Chair: João Quintais
Samuelson: Joel Reidenberg’s Lex Informatica
is a foundational text worth revisiting. Riffs off of the concept of law of
trade; what happened was that people engaged in inter-area commerce made up
sales law through their practices. Informal rules became law; he was thinking
that Lex Mercatoria was a metaphor for Lex Informatica, where similarly we need
to think about new tools. Commission has tried to invent these new tools.
Proposed AI Act disclosure of data—if you don’t want us to
cough up every URL on the internet, what do you want? “We used Common Crawler”?
What is the purpose for which disclosure is sought? Whether you want a map the
size of the territory depends on the goal—is it collective licensing? [Would
that even help get the money to the right people? I guess that’s rarely the big
concern of people demanding collective licensing.]
Eleonora Rosati: EU Parliament wants to get AI Act to finish
line in 2023. Goal: framework for trustworthy AI. Continues on lines of transparency/disclosure.
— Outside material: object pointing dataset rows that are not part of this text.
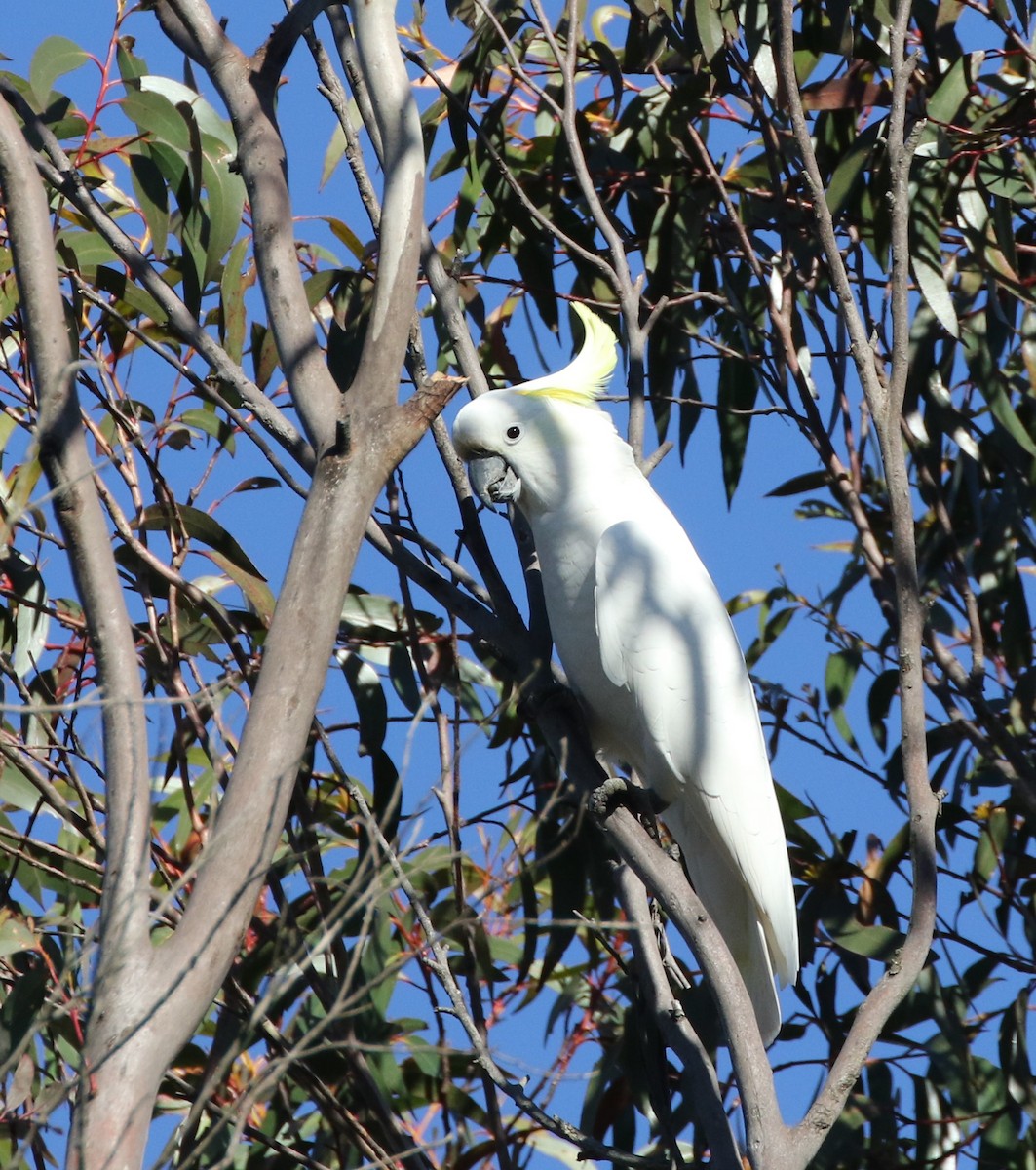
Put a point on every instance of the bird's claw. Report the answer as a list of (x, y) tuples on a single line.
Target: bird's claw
[(606, 796)]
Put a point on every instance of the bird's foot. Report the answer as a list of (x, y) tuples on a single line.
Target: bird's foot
[(620, 790), (606, 796)]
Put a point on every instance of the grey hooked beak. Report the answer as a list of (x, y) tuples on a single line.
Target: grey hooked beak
[(492, 480)]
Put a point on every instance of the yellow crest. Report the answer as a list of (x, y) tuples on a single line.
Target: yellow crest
[(587, 375)]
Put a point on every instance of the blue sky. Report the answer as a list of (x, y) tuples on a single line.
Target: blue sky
[(745, 547)]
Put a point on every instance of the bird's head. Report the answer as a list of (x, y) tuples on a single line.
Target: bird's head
[(524, 445)]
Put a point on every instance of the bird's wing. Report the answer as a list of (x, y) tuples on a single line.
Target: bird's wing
[(666, 637)]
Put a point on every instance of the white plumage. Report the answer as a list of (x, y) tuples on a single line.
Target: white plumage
[(647, 644)]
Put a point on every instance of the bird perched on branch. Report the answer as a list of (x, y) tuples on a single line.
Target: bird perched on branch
[(647, 644)]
But also can’t exist w/o thinking of other frameworks; shows how fragmentary EU
law is. Consider: deepfakes and training data. Original EC proposal provided
training material disclosure, but didn’t clarify what permission was needed (if
any). Now refers to “without prejudice to applicable © rules.” No mention of
whether permission is required for deepfakes.
Justin Hughes: you can have deepfakes about floods and
tornadoes, not just about people. In effort to address free expression they’ve
also added unnecessary bangs and whistles. Current proposal: Deepfakes are
defined as things that falsely appear to be authentic or truthful, which
requires disclosure, except if they’re evidently created satirical, artistic,
or fictional (which seems like it wouldn’t falsely appear authentic or truthful).
“Sufficiently detailed” summary of use of training data protected by © is
required, but as/more interesting is requirement of generative AI to have
adequate safeguards against generation of content in breach of EU law (which
means ©). [I assume they also mean CSAM and other things to be named later.]
Art. 27 of DSA is recommender system transparency; are they high-risk AI
systems w/in the meaning of the AI Act? Yes in Parliament’s version. That means
direct overlap in rules. His view: some recommender systems should be prohibited
AI, if social media use is addictive.
Sebastian Schwemer: Understand where it comes from—new legislative
framework for product regulation. Talk to those who followed the broader
process.
Sean O’Connor: training and outputs may need different
safeguards. Each has different relationships to ©.
Eric Goldman: dictating how content is published is the
fundamental framework of the Act—we’re going for the idea that gov’t will dictate
that, which he dislikes extremely.
Quintais: they realized that they hadn’t clearly covered
generative AI and panicked and started introducing new rules.
Daphne Keller: Such a mistake to add generative AI—the policy
questions around AI for criminal sentencing, whether you get a loan, etc. are
so important and deserve attention—would be better to deal with content
generation/speech separately. Use in content moderation—deciding what to take
down—v. using in recommendation—do you have to guard against addiction in
recommendation?
Quintais: Drafters didn’t talk to the people doing the DSA
or the overlaps. Depending on what happens next, there might be real overlap.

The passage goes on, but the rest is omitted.